Perhaps why Harry Redknapp seems to have become the widely disliked public figure that he is stems from the most damaging saga he has faced – a tax evasion charge that he was eventually cleared of. Redknapp spoke of his near illiteracy, which actually makes sense given part of the van der Vaart quote above: “There is a clipboard in our dressing room but Harry doesn’t write anything on it.”
It damaged him as he aimed to get the most coveted job of his life, and one that could have been the apex of his career. But, having been cleared in court, it shouldn’t dimish his achievements in the game, and if his personality, way of talking and general persona is something people dislike, his football ability should be kept separate. After all, people seem to do that particularly well with the likes of Mourinho.
He claims he’s not a wheeler-dealer, and to some extent that’s true. Redknapp has always spent money where available, and obviously had an eye for talent at both ends of players’ careers. At his best, his intrepid brand of football was a joy to watch, while the comedic value of his interviews through the medium of car windows was both refreshing and different. After all, what was he supposed to do when a microphone is shoved into his car when he’s leaving work? If he didn’t grant those interviews, he’d be derided for a wholly different reason.
Looking back on his career objectively, perhaps he should have been given a chance with the international team after all. This widely-held persona of a dodgy car salesman might have won over the media, but it works both ways. Perhaps too personable, many found it too easy to attribute characteristics that may not have been true, and it made the tax saga more believable at the time.
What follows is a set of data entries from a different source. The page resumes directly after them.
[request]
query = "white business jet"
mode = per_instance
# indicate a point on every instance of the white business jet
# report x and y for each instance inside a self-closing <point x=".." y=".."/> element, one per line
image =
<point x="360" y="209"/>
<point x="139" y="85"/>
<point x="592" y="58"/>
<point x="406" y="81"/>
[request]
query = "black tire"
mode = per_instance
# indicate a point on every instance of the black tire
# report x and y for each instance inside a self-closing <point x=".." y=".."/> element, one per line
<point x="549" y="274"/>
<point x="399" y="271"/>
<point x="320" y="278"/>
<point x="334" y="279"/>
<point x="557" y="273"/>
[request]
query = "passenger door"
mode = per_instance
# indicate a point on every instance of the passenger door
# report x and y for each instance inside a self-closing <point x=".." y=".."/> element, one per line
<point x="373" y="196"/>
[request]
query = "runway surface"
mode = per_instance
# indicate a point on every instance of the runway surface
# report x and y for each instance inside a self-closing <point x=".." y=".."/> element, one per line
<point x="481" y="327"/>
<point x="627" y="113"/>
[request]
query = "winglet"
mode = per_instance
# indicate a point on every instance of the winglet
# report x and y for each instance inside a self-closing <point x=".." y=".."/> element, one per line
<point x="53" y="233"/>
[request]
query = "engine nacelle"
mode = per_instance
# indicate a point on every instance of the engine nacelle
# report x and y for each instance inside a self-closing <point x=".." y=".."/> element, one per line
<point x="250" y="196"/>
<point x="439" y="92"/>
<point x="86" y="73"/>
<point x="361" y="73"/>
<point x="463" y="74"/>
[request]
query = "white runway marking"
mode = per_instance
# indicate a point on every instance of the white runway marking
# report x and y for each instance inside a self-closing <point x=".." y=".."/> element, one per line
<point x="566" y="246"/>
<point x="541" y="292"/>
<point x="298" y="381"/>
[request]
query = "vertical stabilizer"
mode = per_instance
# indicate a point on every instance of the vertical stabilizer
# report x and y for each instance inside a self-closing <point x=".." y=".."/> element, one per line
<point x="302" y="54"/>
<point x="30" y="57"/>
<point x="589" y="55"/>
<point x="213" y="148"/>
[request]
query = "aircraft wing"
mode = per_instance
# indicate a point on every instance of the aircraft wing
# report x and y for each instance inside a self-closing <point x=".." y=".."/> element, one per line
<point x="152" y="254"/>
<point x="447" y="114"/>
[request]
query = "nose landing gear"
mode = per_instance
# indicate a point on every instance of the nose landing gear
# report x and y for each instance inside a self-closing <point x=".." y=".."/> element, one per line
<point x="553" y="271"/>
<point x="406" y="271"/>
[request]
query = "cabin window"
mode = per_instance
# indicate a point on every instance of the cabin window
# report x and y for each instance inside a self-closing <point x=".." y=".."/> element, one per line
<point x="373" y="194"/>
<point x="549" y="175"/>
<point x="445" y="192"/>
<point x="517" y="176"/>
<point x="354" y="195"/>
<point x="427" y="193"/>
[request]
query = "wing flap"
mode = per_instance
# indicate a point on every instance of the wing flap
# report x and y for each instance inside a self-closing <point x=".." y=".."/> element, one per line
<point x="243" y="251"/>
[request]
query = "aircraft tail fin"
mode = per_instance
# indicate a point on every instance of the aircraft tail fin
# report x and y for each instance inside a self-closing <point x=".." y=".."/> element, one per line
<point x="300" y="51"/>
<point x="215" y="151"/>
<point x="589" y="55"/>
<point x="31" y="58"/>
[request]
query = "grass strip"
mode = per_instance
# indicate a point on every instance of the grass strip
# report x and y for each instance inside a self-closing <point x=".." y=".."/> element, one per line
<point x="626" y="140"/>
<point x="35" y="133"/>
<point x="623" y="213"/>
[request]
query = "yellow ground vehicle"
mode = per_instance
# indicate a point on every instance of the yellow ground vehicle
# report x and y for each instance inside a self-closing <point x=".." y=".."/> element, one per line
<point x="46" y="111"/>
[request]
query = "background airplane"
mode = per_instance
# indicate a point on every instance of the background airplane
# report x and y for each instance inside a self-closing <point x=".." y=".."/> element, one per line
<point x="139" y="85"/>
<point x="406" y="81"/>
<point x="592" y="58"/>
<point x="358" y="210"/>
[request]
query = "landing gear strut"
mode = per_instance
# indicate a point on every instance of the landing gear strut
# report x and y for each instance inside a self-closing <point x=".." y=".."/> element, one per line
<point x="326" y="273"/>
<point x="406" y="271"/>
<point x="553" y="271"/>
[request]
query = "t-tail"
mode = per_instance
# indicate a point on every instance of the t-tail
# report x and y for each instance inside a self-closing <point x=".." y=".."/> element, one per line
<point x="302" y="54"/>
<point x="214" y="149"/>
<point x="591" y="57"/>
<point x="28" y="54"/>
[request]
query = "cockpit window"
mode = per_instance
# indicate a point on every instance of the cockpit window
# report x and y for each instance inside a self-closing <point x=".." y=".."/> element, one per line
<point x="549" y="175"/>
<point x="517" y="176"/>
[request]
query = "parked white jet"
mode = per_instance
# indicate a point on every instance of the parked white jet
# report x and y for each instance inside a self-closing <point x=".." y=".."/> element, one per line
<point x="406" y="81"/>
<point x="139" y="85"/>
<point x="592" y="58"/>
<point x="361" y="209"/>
Regardless of that, he improved most teams he worked at and gave supporters glory in the form of trophies, scalps and lasting memories. He brought players to clubs that many believed would never grace their stadium and his work with young players is in black and white. Despite deserving the England job after his work at Tottenham, contrarily, perhaps it’s a good thing that he avoided the most poisoned of chalices, despite forging a career path that he hoped would lead him to glory with the national team.
From playing a rabid supporter in a friendly game to losing it when he was hit in the head by a stray ball, Redknapp has offered football countless laughs and soundbites. They may belie his talents as a manager, which seem to be lost under the sheer weight of his characterisation as a modern day Del Boy, but his work at West Ham, Portsmouth and Tottenham speaks for itself.